In an embodiment, RDU range-rate is used to improve tracking speed and accuracy. In vision tracking, an object detected at time “t” can be tracked at time “t+1” by searching the image to find the best match to the image window at time “t” in the image at “t+1”. If no information on the object speed is available, the search area would be large and hence time consuming. If the search space is large, you may also end up matching the wrong image window in the second frame. Using range-rate and possibly azimuth angle from RDU would help us better estimate how much an object moved and hence would help us focus the search in a smaller area of the image.

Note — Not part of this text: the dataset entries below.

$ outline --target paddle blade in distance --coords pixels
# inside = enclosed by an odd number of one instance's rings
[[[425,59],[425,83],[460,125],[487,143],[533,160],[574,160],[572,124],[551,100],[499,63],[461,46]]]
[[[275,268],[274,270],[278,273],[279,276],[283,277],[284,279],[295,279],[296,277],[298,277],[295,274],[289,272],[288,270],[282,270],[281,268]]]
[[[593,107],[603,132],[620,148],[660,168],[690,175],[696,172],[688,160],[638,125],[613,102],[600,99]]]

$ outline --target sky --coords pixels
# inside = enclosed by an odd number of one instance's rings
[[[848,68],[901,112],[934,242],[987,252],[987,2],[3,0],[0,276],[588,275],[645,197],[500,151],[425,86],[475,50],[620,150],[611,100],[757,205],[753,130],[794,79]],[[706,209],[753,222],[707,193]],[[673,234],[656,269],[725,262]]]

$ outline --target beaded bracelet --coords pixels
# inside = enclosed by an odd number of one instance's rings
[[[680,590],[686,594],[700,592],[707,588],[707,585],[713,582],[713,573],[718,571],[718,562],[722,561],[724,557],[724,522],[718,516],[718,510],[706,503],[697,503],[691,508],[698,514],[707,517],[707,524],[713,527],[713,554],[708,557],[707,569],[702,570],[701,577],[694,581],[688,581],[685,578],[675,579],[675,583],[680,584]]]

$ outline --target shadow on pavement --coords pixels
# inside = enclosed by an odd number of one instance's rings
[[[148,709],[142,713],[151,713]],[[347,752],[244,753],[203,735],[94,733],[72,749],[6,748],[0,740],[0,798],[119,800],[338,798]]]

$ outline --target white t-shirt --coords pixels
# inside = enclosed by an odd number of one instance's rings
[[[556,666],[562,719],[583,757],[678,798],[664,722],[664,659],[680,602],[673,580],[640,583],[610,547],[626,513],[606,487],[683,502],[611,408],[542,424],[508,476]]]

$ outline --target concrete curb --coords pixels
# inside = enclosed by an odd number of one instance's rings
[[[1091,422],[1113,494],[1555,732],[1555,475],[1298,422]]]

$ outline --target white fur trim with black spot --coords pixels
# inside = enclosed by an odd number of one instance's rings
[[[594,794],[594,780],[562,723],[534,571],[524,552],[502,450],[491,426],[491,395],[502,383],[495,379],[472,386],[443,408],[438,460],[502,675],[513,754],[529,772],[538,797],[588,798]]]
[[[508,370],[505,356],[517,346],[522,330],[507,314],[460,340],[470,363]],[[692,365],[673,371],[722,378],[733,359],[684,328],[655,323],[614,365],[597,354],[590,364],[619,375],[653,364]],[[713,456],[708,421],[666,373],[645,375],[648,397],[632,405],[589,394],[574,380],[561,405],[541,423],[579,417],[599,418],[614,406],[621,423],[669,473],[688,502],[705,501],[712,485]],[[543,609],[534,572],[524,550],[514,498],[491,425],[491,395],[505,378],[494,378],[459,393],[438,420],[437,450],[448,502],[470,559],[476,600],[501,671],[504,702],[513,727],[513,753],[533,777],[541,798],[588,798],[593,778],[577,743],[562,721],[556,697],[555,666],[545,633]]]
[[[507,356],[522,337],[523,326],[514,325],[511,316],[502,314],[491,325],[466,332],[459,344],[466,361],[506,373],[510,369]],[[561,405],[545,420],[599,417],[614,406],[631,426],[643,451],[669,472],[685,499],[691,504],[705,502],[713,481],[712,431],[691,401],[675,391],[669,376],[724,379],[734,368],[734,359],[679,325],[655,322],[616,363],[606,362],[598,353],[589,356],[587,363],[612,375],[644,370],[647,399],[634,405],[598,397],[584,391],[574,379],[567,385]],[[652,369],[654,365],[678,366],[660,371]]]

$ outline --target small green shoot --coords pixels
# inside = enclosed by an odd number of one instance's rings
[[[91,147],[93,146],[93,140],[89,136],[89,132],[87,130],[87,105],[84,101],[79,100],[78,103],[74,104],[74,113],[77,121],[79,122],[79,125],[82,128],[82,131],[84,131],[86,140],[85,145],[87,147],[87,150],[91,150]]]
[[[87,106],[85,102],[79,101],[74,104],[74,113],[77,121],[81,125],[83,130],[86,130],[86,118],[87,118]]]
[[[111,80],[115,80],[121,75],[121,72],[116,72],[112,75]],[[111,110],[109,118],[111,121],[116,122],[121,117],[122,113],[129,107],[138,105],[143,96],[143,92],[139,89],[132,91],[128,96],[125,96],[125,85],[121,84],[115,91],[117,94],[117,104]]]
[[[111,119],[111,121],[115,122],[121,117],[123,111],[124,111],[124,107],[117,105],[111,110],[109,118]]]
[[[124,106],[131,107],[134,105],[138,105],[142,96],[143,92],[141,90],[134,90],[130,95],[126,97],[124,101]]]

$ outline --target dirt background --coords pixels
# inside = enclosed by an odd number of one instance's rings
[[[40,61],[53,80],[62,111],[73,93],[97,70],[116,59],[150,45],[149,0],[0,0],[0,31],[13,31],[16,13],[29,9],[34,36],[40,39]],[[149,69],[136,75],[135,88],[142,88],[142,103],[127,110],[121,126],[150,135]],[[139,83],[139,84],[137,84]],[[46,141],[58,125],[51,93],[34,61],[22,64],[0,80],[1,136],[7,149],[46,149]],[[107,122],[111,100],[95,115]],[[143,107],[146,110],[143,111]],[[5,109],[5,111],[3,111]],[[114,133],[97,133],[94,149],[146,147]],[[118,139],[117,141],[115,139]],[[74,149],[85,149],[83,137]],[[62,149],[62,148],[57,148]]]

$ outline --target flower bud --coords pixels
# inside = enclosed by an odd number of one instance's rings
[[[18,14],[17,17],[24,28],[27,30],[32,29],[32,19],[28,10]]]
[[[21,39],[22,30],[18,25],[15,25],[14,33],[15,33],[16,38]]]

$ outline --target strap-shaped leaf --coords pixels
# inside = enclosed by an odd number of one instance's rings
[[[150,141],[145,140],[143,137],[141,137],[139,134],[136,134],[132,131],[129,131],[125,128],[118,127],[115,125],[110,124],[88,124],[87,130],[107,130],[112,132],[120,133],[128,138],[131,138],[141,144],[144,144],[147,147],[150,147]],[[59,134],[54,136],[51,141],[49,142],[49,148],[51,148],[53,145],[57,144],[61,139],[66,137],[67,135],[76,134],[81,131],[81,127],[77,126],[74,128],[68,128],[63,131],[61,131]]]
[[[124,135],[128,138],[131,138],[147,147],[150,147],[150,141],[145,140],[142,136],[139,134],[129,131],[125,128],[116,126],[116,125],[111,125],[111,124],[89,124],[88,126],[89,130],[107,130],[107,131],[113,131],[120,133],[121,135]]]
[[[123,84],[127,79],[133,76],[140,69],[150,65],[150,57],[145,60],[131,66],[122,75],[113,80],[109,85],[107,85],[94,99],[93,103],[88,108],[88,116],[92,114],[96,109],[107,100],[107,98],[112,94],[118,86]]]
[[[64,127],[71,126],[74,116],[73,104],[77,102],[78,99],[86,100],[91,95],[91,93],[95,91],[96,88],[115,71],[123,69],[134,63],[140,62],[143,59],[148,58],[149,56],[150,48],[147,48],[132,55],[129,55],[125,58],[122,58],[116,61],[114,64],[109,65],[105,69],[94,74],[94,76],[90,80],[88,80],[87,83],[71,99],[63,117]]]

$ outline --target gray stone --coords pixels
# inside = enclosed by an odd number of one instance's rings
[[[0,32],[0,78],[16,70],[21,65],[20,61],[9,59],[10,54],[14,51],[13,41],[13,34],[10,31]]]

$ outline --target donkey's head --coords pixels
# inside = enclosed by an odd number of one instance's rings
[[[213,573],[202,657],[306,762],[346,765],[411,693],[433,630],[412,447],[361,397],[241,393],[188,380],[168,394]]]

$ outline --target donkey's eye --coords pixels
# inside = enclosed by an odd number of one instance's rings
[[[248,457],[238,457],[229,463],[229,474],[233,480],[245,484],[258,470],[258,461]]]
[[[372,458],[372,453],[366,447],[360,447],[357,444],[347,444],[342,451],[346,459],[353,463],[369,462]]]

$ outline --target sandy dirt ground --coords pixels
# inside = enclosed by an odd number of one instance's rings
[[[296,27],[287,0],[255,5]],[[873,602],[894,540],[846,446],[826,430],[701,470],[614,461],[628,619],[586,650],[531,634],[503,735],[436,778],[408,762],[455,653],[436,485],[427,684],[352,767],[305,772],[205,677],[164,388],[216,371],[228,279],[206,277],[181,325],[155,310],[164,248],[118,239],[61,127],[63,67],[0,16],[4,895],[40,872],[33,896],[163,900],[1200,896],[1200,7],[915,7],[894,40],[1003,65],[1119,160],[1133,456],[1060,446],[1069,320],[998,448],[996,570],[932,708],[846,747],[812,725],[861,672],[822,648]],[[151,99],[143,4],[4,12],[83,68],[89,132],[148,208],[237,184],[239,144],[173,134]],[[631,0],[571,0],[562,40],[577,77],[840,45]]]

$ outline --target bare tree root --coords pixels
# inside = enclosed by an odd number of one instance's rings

In yet another embodiment, the RDUs range-rate can also be used to influence the classification results. As an example if an object window has an RDU with large range-rate (fast object) it can be used to increase the confidence of a vehicle class vs. truck or motorcycle vs. bicycle.
As mentioned earlier, LiDAR can be used in similar way to compute free space and range map. Since LiDAR provides more accurate and denser data, free space and range map can be estimated with higher accuracy. The approach can be very useful for sparse LiDAR where only limited measurements are available during the LIDAR scan. However, LiDAR cannot, in general, provide range-rate and hence cannot be used to improve tracking, for example.
In one embodiment, LiDAR height value can be used to improve vision detection in a number of ways. As an example, if vision detected object has a very large height value from LiDAR it can be used an indication that vision detection is not correct and hence is discarded. In another example, if LiDAR height value of detected object is small, vision detection may be discarded.
To this end, the system 900 also includes a controller 912 in communication with the radar-sensor 904 and the camera 908. The controller 912 is configured to determine a location of a radar-detection 400 in the image indicated by the radar-signal 926, determine a parametric-curve 404 of the image 402 based on the radar detections, define a region-of-interest 406 of the image 402 based on the parametric-curve 404 derived from the radar-detection. Preferably, the region-of-interest 406 is a subset of the camera-field-of-view 910. The parametric-curve 404 helps to reduce the amount of image processing by limiting the area of the image 402 that is processed because objects of interest are not expected outside of the region-of-interest 406. As such, the controller 912 is configured to process the region-of-interest 406 of the image to determine an identity 914 of the object.
Since the object of interest are expected to be further away from the vehicle 924 than the boundary defined by the parametric-curve 404, the controller 912 is configured to define the region-of-interest 406 as being above the parametric-curve 404.
In order to determine when something detected in the image 402 has been adequately analyzed, the controller 912 may be configured to determine a confidence-value 916 of the identity 914 of the object 902 based on the image, and vary the confidence-value 916 based on the radar-detection.
When the controller detects the object based on the radar-signal and does not detect the object in the image, the controller 912 may decrease a threshold 918 used by the controller to process the image.
The controller 912 may be configured to determine a size 920 of the object based on a radar-detection-count 922 associated with the object.
While this invention has been described in terms of the preferred embodiments thereof, it is not intended to be so limited, but rather only to the extent set forth in the claims that follow.